The leaked survey and video footage make clear that when organized big business groups pour resources into blocking paid family and medical leave, paid sick days, a higher minimum wage, and other worker friendly policies, they are pursuing a policy agenda that many of the businesses they claim to represent do not support. It's a terrible shame because, when they are successful in stopping progress, they harm the workers they rely on, their own communities, local economies and these businesses themselves.

In fact, a large and growing body of evidence shows that paid leave and paid sick days policies actually benefit businesses by improving employee morale and productivity and by reducing turnover. These policies also help keep workers and families financially stable, which promotes consumer demand and strengthens the economy.

Dozens of states and cities have considered and advanced paid leave and paid sick days policies in recent years. Paid family and medical leave programs are now in place in three states - and soon will be in New York too. Both San Francisco and California are expanding their paid leave policies, precisely because they are working so well.

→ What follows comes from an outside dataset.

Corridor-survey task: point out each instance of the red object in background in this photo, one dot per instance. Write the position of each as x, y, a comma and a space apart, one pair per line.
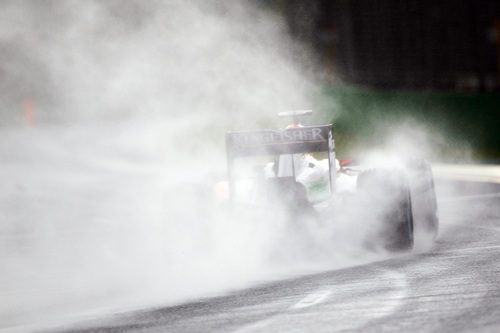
29, 112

The reason business leaders support these policies too is that they level the playing field, spread the cost of leave, and make it possible for employers to provide the paid time they already know will benefit their employees and their bottom line.

Still, just 13 percent of private sector workers in this country have paid family leave through their employers. It's long past time for organized business lobbies like the Chamber to stop pouring resources into knee-jerk, baseless attempts to block paid family and medical leave, paid sick days, and minimum wage increases. The public, lawmakers and many business leaders support these policies, and now we know Chamber members do too. That's a consensus every elected official should recognize, and it should propel even greater progress toward making these policies available to many more workers in the months and years ahead.